About 90 Russian draftees are being held in a former children’s camp in the village of Makarove, Luhansk region. This is the 12th known improvised prison for Russian refuseniks, which the ASTRA media outlet was able to identify. In addition, the media published a conversation of one of the mobilized soldiers held in the children’s camp with his relatives. Mikhail Nosov, the first draftee to be released from the basement in Zavitne Bazhannia, Donetsk region, was interviewed by ASTRA about the “partial” mobilization, dead bodies in the houses in which he had to stay, and the basements where he was held for refusing to fight.

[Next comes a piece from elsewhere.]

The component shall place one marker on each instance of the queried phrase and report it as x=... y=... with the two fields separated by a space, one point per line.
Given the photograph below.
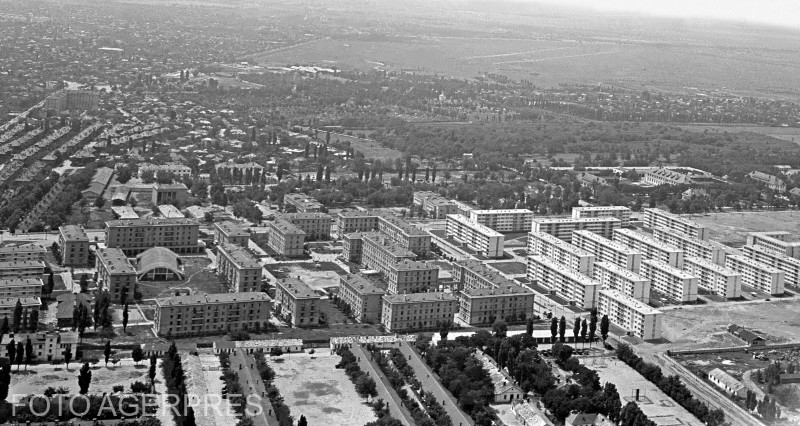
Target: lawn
x=312 y=387
x=510 y=268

Draftees assigned to the Tamanskaya Motorized Rifle Division stationed in Belarus complained that only 108 out of 480 battalion members had received payments for October. As one of the soldiers told the ASTRA media outlet, draftees cannot log into their personal servicemen accounts, because their data is not in the Alushta system [personnel system of the Ministry of Defense of the Russian Federation].
Using government data and accounts from soldiers’ relatives, the Telegram channel It’s My City counted that as of the end of November, 50 mobilized men from the Sverdlovsk region were killed. Yevgeny Safin, 26, became the latest on the list. He came from the village of Polevskoe and was killed during a strike on the Luhansk axis.

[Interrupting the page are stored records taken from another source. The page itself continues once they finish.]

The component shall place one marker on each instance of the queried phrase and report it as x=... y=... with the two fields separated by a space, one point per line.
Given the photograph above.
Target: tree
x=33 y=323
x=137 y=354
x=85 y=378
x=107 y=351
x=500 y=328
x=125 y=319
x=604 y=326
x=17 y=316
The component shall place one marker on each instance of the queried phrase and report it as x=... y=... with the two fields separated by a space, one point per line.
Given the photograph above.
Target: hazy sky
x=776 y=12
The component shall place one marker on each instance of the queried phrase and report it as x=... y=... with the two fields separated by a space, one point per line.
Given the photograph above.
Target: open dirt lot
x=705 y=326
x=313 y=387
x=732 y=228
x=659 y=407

A collection of warm clothes to be sent to Ukraine has started in Samara. An announcement that appeared in a local “Russian community” chat explained that “the medical unit is in urgent need of old warm clothes and blankets for padding vehicle floors and covering up the wounded during evacuation: they are freezing during transportation.”
In Olekminsk district of Yakutia, the families of mobilized soldiers were provided with ice. The Yakutia 24 TV channel dedicated an entire news report to this event. In Khakassia, the authorities will spend 60 thousand rubles to produce a New Year’s video greeting for the mobilized.

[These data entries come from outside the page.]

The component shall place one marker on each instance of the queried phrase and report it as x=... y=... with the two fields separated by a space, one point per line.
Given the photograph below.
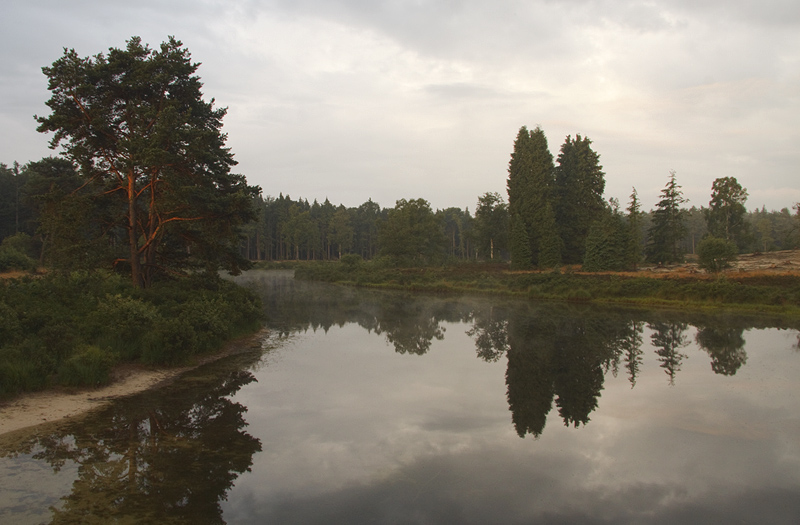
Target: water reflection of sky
x=353 y=432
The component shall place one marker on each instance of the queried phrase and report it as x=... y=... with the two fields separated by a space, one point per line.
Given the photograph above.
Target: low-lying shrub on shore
x=72 y=329
x=758 y=292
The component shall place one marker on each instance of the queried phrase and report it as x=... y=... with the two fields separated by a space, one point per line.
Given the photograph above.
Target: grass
x=72 y=329
x=759 y=291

A bakery in Magnitogorsk started to produce dried bread for soldiers from Yuzhnouralsk. The first batch of them has already been delivered to the front. In the Moscow region, grandmothers of schoolchildren are being asked to knit socks, hats, and scarfs for the “special military operation” participants. Convicts in Vologda are already knitting socks and mittens for the mobilized. The knee pads made out of plastic bottles, infamous for causing the ire of the propagandist Vladimir Solovyev, are evidently being produced by schoolchildren in Astrakhan who, in addition to these gear items, are also sending their drawings to servicemen.
Owners and managers of several large Russian businesses spoke with the Financial Times publication about the mobilization. Several of the entrepreneurs think that had the private sector been entrusted with the mobilization, it would have been conducted more efficiently.